(image from grants.gov)
Staffers at the U.S. DOGE Service have taken control of Grants.gov, the website that disseminates information about federal grants and provides a mechanism for applying for the grants.
According to unnamed sources referenced by The Washington Post, DOGE employees will now have the power to review and make decisions regarding the awarding of federal grants. The moves are part of a larger effort to limit resources for activities not endorsed by the Trump White House, according to the Post.
Grants.gov “provides a centralized location for grant seekers to find and apply for federal funding opportunities. Today, the Grants.gov system houses information on over 1,000 grant programs,” according to the website. These programs award more than $500 billion annually, per the website. The Grants.gov program management office was established in 2002, per the website.
The site itself did not contain any information — or even indication — regarding the reported DOGE takeover.
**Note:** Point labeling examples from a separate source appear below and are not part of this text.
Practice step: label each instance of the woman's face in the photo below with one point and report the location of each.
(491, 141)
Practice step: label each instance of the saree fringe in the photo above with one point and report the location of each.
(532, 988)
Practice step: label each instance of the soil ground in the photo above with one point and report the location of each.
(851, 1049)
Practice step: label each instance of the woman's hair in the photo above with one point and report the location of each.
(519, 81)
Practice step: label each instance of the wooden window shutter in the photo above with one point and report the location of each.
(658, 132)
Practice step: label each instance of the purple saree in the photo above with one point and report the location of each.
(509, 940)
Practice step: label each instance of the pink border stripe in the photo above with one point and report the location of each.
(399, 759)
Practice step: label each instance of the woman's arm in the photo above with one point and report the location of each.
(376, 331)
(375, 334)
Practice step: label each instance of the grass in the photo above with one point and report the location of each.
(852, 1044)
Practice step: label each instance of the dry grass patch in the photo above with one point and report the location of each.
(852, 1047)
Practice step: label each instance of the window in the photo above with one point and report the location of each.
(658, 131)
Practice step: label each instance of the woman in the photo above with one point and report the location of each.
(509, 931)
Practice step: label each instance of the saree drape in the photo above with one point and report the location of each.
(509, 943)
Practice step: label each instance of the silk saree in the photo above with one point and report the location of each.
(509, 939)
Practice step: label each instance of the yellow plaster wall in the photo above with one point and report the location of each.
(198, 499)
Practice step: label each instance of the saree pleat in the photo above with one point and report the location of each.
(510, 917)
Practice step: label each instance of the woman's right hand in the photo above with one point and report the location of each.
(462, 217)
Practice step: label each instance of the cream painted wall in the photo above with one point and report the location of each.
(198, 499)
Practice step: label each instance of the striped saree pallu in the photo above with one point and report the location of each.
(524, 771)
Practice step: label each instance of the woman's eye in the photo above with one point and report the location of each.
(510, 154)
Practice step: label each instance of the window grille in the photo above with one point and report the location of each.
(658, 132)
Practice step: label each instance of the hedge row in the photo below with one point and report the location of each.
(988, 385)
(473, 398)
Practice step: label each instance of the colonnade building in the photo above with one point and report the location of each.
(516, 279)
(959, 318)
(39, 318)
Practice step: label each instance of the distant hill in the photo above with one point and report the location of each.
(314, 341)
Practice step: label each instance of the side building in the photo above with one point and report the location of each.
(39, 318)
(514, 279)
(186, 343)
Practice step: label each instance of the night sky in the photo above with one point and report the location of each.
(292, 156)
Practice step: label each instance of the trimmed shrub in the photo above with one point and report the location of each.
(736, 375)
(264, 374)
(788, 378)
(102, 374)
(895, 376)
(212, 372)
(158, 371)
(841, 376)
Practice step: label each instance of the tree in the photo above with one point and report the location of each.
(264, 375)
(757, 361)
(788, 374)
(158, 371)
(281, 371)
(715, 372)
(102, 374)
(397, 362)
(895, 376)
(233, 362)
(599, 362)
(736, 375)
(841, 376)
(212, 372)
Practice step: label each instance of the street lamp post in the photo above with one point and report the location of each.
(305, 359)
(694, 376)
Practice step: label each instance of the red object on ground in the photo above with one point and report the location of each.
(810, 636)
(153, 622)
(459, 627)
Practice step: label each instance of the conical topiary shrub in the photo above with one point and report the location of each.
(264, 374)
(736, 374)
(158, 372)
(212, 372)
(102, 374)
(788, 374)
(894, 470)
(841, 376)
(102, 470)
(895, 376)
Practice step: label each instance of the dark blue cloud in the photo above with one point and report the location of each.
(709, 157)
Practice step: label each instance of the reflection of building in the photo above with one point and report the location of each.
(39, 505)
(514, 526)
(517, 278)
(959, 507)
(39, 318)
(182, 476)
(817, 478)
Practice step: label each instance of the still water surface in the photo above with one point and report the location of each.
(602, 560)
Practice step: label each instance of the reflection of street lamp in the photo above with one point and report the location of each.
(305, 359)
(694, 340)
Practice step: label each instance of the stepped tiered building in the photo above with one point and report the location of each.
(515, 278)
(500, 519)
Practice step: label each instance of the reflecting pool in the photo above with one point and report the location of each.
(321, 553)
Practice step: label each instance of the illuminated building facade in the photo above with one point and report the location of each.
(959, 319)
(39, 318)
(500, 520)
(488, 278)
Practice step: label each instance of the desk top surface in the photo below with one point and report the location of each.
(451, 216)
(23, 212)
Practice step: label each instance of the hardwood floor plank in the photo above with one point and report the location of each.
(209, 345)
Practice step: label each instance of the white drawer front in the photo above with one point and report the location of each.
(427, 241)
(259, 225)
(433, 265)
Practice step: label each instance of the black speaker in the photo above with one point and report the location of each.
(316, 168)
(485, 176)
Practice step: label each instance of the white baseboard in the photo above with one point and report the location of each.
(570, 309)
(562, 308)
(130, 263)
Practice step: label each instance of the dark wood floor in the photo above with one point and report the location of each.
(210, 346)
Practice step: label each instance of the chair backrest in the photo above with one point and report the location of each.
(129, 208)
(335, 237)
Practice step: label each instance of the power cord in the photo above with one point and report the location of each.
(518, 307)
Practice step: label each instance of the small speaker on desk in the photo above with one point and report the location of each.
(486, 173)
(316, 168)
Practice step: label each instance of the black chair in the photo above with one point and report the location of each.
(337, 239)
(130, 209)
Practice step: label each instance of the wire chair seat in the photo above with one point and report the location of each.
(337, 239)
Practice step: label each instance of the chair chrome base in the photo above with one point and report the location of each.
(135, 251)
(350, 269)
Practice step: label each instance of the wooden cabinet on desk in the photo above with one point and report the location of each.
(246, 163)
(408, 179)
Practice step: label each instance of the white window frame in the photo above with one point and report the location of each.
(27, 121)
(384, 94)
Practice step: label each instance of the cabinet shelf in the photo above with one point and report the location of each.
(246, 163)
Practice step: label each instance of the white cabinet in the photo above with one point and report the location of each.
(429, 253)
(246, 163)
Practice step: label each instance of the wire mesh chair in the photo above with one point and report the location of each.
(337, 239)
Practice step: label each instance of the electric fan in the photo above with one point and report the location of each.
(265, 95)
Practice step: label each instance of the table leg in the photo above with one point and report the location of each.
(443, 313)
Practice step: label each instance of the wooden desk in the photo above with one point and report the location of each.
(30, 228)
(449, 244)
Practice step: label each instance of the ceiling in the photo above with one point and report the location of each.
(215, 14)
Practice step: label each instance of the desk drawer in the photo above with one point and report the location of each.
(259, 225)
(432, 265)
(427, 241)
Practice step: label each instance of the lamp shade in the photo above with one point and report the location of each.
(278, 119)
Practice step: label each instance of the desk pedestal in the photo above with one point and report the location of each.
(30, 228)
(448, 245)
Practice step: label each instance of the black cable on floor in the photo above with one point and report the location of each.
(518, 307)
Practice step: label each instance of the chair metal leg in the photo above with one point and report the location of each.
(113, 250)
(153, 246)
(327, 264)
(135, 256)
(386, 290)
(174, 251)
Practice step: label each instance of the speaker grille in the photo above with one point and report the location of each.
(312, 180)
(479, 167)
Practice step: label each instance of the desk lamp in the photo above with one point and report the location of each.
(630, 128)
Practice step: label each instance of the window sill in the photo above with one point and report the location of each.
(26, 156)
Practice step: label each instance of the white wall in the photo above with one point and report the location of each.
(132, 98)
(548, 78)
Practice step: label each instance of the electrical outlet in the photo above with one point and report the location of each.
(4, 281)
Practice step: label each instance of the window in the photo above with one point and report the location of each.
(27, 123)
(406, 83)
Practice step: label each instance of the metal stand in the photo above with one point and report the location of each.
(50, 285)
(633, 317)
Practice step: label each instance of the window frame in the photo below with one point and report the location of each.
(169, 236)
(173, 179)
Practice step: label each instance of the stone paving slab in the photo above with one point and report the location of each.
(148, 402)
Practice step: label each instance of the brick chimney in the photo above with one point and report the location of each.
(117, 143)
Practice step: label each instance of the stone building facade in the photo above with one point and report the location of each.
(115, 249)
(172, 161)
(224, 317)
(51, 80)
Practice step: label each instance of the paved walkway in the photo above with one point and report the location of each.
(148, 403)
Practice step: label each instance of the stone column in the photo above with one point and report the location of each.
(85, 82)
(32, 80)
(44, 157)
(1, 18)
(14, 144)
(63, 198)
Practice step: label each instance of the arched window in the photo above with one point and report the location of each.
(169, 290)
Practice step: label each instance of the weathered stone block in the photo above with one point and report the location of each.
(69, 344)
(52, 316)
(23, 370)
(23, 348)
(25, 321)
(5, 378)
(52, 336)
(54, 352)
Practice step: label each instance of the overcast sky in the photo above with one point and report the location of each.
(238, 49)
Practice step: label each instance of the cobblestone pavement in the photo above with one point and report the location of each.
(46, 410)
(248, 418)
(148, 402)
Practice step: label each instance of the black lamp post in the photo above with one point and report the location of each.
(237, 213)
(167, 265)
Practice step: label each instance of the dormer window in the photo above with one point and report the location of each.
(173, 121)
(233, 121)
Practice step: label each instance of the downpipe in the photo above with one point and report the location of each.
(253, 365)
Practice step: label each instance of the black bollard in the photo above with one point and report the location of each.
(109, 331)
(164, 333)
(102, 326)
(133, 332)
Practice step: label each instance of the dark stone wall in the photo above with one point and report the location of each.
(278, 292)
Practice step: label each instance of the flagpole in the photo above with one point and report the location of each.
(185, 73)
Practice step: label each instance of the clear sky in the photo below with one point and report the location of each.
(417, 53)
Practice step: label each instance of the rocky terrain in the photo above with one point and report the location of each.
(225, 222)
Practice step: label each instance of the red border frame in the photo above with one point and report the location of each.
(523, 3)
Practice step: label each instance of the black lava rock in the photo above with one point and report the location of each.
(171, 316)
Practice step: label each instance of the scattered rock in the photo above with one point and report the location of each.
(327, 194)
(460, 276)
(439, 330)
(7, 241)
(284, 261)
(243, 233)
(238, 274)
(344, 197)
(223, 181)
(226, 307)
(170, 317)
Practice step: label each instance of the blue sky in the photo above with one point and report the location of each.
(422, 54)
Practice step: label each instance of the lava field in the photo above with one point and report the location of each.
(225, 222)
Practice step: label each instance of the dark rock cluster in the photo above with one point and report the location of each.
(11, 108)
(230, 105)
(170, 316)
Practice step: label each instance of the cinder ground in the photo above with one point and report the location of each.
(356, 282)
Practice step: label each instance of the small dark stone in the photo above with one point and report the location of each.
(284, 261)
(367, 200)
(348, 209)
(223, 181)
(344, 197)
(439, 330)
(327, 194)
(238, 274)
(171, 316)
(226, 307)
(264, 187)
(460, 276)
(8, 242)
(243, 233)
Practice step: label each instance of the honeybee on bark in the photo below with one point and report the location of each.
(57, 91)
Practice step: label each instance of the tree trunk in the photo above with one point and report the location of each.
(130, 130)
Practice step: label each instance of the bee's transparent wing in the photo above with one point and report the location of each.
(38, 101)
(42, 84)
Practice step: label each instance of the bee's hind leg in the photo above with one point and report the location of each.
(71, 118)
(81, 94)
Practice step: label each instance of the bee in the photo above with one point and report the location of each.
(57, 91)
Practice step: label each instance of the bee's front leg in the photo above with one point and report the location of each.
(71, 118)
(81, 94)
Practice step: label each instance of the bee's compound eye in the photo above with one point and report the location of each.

There were no indications of it within the unit’s X (formerly Twitter) feed. As of Saturday afternoon, the latest post on the X feed was from March 25.
On February 6, the Grants.gov X feed reported users were having “intermittent difficulty” accessing the site, but these difficulties were resolved the same day, per a subsequent post.
According to the Washington Post article, a DOGE engineer eliminated “many federal officials’” ability to post notifications of available grants, and did not inform the employees their permission to do so had been suspended. The NonProfit Times was not able to independently confirm this report.
The Post further claimed grant-posting authority would eventually be under DOGE’s auspices.
Per the Post, managers at Grants.gov were told the site was “under systems maintenance” and grant notices were to be sent to grantreview@hhs.gov, an e-mailbox at the Department of Health and Human Services (HHS) allegedly monitored by DOGE employees. HHS has had responsibility for managing the site for some time, according to the Post.
Grants.gov has a maintenance schedule posted in which routine maintenance is conducted during the third weekend of every month. According to that schedule, April’s maintenance will be on the 19th through the 21st, during which time the production system will remain online. During subsequent schedule monthly maintenances during the remainder of the year, however, the system will be offline for its maintenance.
The Trump administration has taken an active hand in monitoring and suspending a wide swath of federal grants, including some already granted, as well as grant opportunities, since taking power in January 2025.
As reported in March by National Public Radio (NPR), https://www.npr.org/2025/03/31/nx-s1-5345708/doge-data-access-labor-cfpb-hhs several DOGE employees had previously been granted administrative access to HHS systems. In a March 31 piece, NPR cited a court filing in AFLCIO v Labor Doge Employee Access https://www.documentcloud.org/documents/25873564-aflcio-v-labor-doge-employee-access-exhibit/ as indicating Luke Farritor, “a (General Services Administration) employee who is detailed to HSS,” as having “administrator privileges for the department’s grants payment management service, its contracting system and its human resources management system.